We did a bit of tracking down and found that we are getting stuck inside xTaskIncrementTick(). Specifically we can trigger a configASSERT at this point in the FreeRTOS code:
/* tasks.c, ~Line 2790, in xTaskIncrementTick() */
else
{
/* The delayed list is not empty, get the value of the
* item at the head of the delayed list. This is the time
* at which the task at the head of the delayed list must
* be removed from the Blocked state. */
pxTCB = listGET_OWNER_OF_HEAD_ENTRY( pxDelayedTaskList ); /*lint !e9079 void * is used as this macro is used with timers and co-routines too. Alignment is known to be fine as the type of the pointer stored and retrieved is the same. */
--> configASSERT(pxTCB); <-- this gets asserted
xItemValue = listGET_LIST_ITEM_VALUE( &( pxTCB->xStateListItem ) );
I presume ‘delayed task list’ holds the list of Blocked tasks? Maybe there is some historical reason for the name.

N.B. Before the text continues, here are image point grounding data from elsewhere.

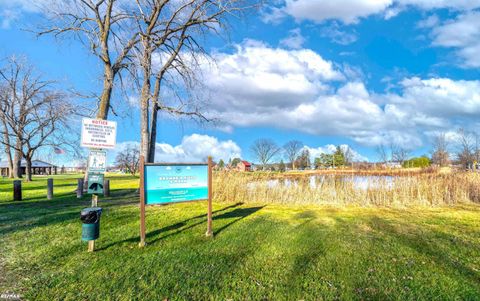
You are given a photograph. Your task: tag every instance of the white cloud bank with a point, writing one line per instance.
(351, 11)
(193, 148)
(299, 90)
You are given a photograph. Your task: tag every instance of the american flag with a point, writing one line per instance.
(58, 150)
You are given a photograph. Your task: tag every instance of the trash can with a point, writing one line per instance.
(90, 218)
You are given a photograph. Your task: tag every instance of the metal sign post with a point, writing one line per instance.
(167, 183)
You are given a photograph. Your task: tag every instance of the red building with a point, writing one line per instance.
(244, 166)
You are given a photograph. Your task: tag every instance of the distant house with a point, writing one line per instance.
(38, 168)
(244, 166)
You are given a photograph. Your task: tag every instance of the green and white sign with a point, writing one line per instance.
(175, 183)
(97, 161)
(95, 183)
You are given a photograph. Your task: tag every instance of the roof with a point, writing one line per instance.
(246, 163)
(35, 163)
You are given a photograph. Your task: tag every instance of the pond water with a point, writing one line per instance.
(315, 181)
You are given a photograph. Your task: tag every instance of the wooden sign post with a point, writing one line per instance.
(209, 206)
(167, 183)
(142, 201)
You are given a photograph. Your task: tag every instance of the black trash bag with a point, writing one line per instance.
(90, 215)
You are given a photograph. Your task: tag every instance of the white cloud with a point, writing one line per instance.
(348, 11)
(462, 34)
(251, 89)
(193, 148)
(351, 11)
(294, 40)
(338, 36)
(430, 22)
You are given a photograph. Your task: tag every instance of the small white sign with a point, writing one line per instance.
(98, 133)
(97, 161)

Anyway, something is clearly going awry here. Any thoughts?
I use taskENTER_CRITICAL_REGION_FROM_ISR() and taskEXIT_CRITICAL_REGION_FROM_ISR(). These are defined (task.h) in terms of portSET_INTERRUPT_MASK_FROM_ISR and portCLEAR_INTERRUPT_MASK_FROM_ISR.

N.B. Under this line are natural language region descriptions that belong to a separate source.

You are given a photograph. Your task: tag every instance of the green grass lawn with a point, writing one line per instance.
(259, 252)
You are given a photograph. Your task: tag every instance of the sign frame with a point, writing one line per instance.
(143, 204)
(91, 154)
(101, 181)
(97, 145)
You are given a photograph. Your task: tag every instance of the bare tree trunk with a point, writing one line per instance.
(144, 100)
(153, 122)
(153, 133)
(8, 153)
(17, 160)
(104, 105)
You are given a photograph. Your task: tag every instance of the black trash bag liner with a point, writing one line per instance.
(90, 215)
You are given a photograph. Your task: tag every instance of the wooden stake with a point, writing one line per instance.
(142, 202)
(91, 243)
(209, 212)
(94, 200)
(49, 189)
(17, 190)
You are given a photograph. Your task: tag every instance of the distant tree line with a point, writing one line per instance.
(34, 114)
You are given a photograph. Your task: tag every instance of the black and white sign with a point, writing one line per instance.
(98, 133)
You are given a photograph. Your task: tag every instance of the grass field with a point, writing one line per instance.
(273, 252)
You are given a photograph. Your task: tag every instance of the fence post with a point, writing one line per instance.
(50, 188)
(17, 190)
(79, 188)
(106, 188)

My port has got definitions for portENTER_CRITICAL and portEXIT_CRITICAL … but not for portSET_INTERRUPT_MASK_FROM_ISR and portCLEAR_INTERRUPT_MASK_FROM_ISR.

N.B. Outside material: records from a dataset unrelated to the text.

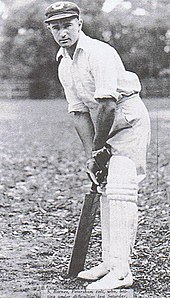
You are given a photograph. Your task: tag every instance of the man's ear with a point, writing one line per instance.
(80, 23)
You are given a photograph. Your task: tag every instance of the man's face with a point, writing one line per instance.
(66, 31)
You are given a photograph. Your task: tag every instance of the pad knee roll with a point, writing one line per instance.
(122, 179)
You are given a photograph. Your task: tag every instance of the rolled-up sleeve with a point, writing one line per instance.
(103, 68)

That has to be wrong, surely?
It’s not causing a compilation error due to this in FreeRTOS.h:
No, its the/a as there is no problem if it shares the lowest priority with other interrupts, and in fact for the ARM-M, it typically does as it share that lowest priority with the tick interrupt, both having the priority of configKERNEL_INTERRUPT_PRIORITY
Yes, this looks wrong. What are you using taskENTER_CRITICAL_REGION_FROM_ISR() and taskEXIT_CRITICAL_REGION_FROM_ISR() for? Is it possible to remove the functionality to confirm if that is the issue?
Hi Guarav, thanks for the comment. However, thinking a bit further, although this may be an issue in our port I don’t think it can be the cause of our problem.
The (single) use of taskENTER/EXIT_CRITICAL region in our firmware is in an ISR, to protect a small structure (a couple of entries). This structure gets updated with ‘return values’ by a task, and then read by the ISR to use when communicating externally (it’s an I2C ISR). So:
/* my_task.c */
taskENTER_CRITICAL();
// update fields in my critical region structure
taskEXIT_CRITICAL();
/* my_isr.c */
taskENTER_CRITICAL_REGION_FROM_ISR();
// read contents of critical region structure
taskEXIT_CRITICAL_REGION_FROM_ISR();
// use read contents
If the ENTER/EXIT...FROM_ISR() macros are null, then the only this that will occur is that the values read from the critical region might be wrong. That is a ‘benign’ error for our case right now. I don’t see it causing the issue with the ‘null’ pxTCB??
The macro taskENTER_CRITICAL_FROM_ISR is called from within the kernel as well and as @richard-damon mentioned, if your port supports nested interrupts, then you need portSET_INTERRUPT_MASK_FROM_ISR and portCLEAR_INTERRUPT_MASK_FROM_ISR.
P.S. - I guess taskENTER_CRITICAL_REGION_FROM_ISR is just a typo and it is actually taskENTER_CRITICAL_FROM_ISR or are you using a modified copy of kernel?